At the Fazenda Marques property, the first of seven trenches is being dug along 2.7 km of the river bank. Each trench will be 5 metres wide, and together they will provide 26,000 cubic metres of basal gravels for processing in a new 15-tonne-per-hour heavy media separation plant.
Drilling in 1999 outlined 1.1 million cubic metres of basal gravels, while suggesting the potential for an additional 400,000 cubic metres.
The program is expected to take six months to complete.
At the adjoining Estaca property, farther upstream, large-diameter auger drilling is testing preserved meanders and terraces believed to host as much as 6.5 million cubic metres of the prospective gravels. The estimate is based on preliminary drilling carried out in 1999.
Once complete, the program will be followed by bulk sampling and trial mining to test for diamond content.

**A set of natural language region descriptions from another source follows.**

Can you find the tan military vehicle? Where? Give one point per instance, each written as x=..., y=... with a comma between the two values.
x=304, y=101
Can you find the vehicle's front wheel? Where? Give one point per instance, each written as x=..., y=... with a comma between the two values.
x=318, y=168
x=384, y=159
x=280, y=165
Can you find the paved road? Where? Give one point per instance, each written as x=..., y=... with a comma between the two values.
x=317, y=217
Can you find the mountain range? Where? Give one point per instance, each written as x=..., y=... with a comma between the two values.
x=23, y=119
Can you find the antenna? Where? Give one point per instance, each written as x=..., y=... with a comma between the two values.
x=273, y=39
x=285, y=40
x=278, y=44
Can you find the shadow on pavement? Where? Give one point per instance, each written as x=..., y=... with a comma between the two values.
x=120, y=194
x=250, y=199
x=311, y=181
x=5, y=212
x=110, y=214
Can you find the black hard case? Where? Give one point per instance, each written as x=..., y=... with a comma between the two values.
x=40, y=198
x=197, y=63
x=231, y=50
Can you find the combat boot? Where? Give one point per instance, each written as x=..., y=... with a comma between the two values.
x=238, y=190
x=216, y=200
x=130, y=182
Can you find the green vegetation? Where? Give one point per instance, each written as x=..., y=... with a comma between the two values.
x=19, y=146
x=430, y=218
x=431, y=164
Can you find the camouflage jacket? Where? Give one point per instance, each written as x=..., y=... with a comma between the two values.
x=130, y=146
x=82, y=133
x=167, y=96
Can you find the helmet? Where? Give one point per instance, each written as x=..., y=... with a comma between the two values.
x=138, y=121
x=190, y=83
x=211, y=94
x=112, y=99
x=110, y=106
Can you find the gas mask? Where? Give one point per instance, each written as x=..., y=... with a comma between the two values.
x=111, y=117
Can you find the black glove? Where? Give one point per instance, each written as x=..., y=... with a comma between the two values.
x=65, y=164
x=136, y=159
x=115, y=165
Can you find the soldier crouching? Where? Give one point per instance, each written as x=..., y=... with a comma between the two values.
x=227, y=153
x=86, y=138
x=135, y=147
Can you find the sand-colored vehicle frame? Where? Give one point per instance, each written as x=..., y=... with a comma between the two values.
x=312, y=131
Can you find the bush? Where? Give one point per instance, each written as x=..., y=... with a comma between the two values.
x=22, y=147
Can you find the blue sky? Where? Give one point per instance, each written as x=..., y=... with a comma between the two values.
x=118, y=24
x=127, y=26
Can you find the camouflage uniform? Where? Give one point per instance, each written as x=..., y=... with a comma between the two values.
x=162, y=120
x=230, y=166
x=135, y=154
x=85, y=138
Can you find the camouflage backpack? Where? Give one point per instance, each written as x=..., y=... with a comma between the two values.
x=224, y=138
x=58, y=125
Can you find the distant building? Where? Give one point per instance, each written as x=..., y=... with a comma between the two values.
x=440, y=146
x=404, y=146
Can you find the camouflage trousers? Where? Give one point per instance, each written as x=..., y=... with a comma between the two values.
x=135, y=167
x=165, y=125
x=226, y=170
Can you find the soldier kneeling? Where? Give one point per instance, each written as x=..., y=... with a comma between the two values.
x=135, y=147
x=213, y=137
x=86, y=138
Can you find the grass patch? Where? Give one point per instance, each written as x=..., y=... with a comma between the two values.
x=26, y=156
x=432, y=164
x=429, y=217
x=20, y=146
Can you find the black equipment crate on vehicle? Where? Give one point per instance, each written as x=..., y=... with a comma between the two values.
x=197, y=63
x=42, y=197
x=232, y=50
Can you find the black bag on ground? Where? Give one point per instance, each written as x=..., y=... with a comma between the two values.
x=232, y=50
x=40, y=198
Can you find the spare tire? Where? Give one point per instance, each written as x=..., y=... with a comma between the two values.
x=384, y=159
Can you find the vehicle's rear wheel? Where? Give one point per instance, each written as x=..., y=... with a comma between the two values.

Meanwhile, trial mining is about to resume at Gamelas, the farthest-downstream of the three properties. This project is also the most advanced in Black Swan’s portfolio.
The company has received environmental permits to construct and operate a plant capable of treating 2,000 cubic metres of gravels per day — four times more than the pilot plant used in 1999.
Drilling last year delineated 3.6 million cubic metres of basal gravels in two paleo-channels with a combined length of 800 metres and a width of 150 metres. However, Black Swan says the property may host as much as 6.6 million cubic metres of the gravels.
Between September and December, Gamelas yielded 758.4 carats from 5,190 cubic metres for an average grade of 15 carats per 100 cubic metres. The stones averaged US$500-700 per carat (with one fancy weighing 16 carats, and another, 26 carats) and fetched an average US$8,125 per carat.
This followed the sale of 18 diamonds earlier in the year, when trial mining began. That parcel weighed 32.38 carats and included a 6.85-carat fancy that sold for US$5,000 per carat.
Black Swan can acquire a 51% interest in the Gamelas property by advancing it to commercial production and issuing shares plus warrants to the owner. The deal also provides for 90% of future cash flow to go toward repaying Black Swan’s costs, and entitles the company to 20% of the gross value of diamond sales in the meantime.
Elsewhere in the Coromandel region, small-scale bulk sampling is testing gravels overlying the Spider 1 kimberlite. The samples will be analyzed for indicator minerals in an attempt to identify the source of alluvial diamonds discovered a short distance downstream of a nearby river.
Meanwhile, in the Serra da Canastra kimberlite province, in the southwestern part of Minas Gerais, Black Swan is following up on the discovery of several indicator mineral anomalies with geochemical sampling. A few of the anomalies are near alluvial workings, and one recently yielded a pyrope garnet with a geochemical signature similar to diamond-bearing kimberlites found elsewhere in the province. Based on its physical characteristics, the garnet is thought to be within 3 km of its source rock.
In 2000, Black Swan plans to spend $3 million exploring its various diamond properties throughout Minas Gerais.
In related news, Black Swan has been unable to recover the proceeds from a 79-carat pink diamond sold earlier this year for US$2.2 million. A partnership in which the junior had invested US$2 million to acquire and market the stone is disputing the original deal and says it owes nothing to the company.
However, a director of Black Swan has agreed to pay the full amount by July 31 should the dispute remain unresolved. The director is the company’s largest shareholder and has pledged 23.1 million of his own shares as part of the payment.